Another important new feature is Copilot, which brings AI-powered assistance into Power Apps, Power Virtual Agents, and Power Automate. Copilot provides makers with a live in-studio assistant that helps them build solutions and provides suggestions for improvement. To build an app, flow, or bot, you can describe it using natural language and Copilot can build it in seconds. Copilot is designed to accelerate development for both citizen and professional developers alike. It is built on the Azure OpenAI Service with GPT and is aligned with Microsoft’s responsible AI principles.
Of course, as we already know, Azure OpenAI is part of the Azure Cognitive Services that are also available in MS Power Platform.
Azure OpenAI Service—potential use cases
Some of the potential use cases for the Azure OpenAI Service include:
#1 Customer support chatbots: Use large language models in the Azure OpenAI Service to create a company-specific chatbot that can answer customers’ questions about products and pricing, solutions, and support services.
#2 Summarizing documents: Use the large language models in the Azure OpenAI Service to create a tool that can summarize large amounts of documentation in concise, natural language.
#3 Analyzing CVs: Use the Azure OpenAI Service to analyze and summarize résumés and cover letters for HR departments, speeding up the recruitment process.
#4 Internal company search engine: Use the Azure OpenAI Service to create an advanced search engine for internal company resources, allowing employees to easily find the information they need.
#5 Coding and language models: Use AI large language models in the Azure OpenAI Service to convert natural language into code, allowing users to create cutting edge applications without knowing how to write computer code.
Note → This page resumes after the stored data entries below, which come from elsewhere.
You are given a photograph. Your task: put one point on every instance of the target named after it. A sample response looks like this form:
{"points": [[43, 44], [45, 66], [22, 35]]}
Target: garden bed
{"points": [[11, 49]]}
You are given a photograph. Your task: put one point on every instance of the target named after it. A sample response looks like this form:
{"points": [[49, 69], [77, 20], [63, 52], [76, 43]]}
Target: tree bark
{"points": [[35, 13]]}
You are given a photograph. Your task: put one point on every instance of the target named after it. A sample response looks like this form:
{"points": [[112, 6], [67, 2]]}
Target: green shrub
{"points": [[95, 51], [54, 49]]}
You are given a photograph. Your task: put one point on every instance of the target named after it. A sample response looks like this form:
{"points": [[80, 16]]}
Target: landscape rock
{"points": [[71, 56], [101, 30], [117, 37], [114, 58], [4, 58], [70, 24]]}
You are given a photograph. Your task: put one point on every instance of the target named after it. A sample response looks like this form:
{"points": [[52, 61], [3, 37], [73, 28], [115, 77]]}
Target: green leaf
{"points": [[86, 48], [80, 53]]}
#6 Email management: Using the Azure OpenAI Service to categorize, prioritize, and generate responses to incoming emails, saving employees time.
#7 Content generation: Use the Azure OpenAI Service to produce text in natural language, such as reports, emails, newsletters, or messages to customers.
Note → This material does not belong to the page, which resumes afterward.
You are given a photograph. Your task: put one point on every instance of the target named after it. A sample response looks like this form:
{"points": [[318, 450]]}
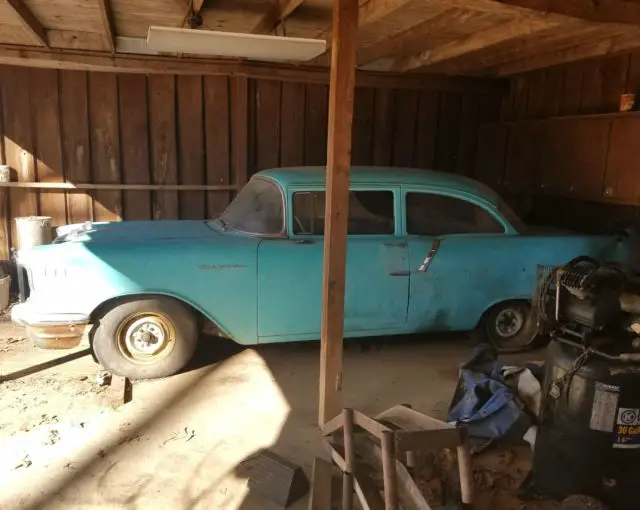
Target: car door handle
{"points": [[429, 258]]}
These are just a few examples of the many potential use cases for the Azure OpenAI Service. With access to advanced AI models and enterprise-grade security and compliance features, the possibilities are virtually endless.
Azure OpenAI Service—conclusion
In conclusion, the Azure OpenAI Service is a powerful tool that brings the power of generative AI to users of the Microsoft Azure environment. With access to some of the most advanced AI models, including GPT-3 and DALL-E, developers and business executives alike can create innovative solutions for various problems. From the HR and marketing team, through software developers, partners, and employees, to the corporate vice president, access to OpenAI’s most advanced AI models through the Azure OpenAI Service allows for various tools to be used to improve and modernize processes in any business or organization.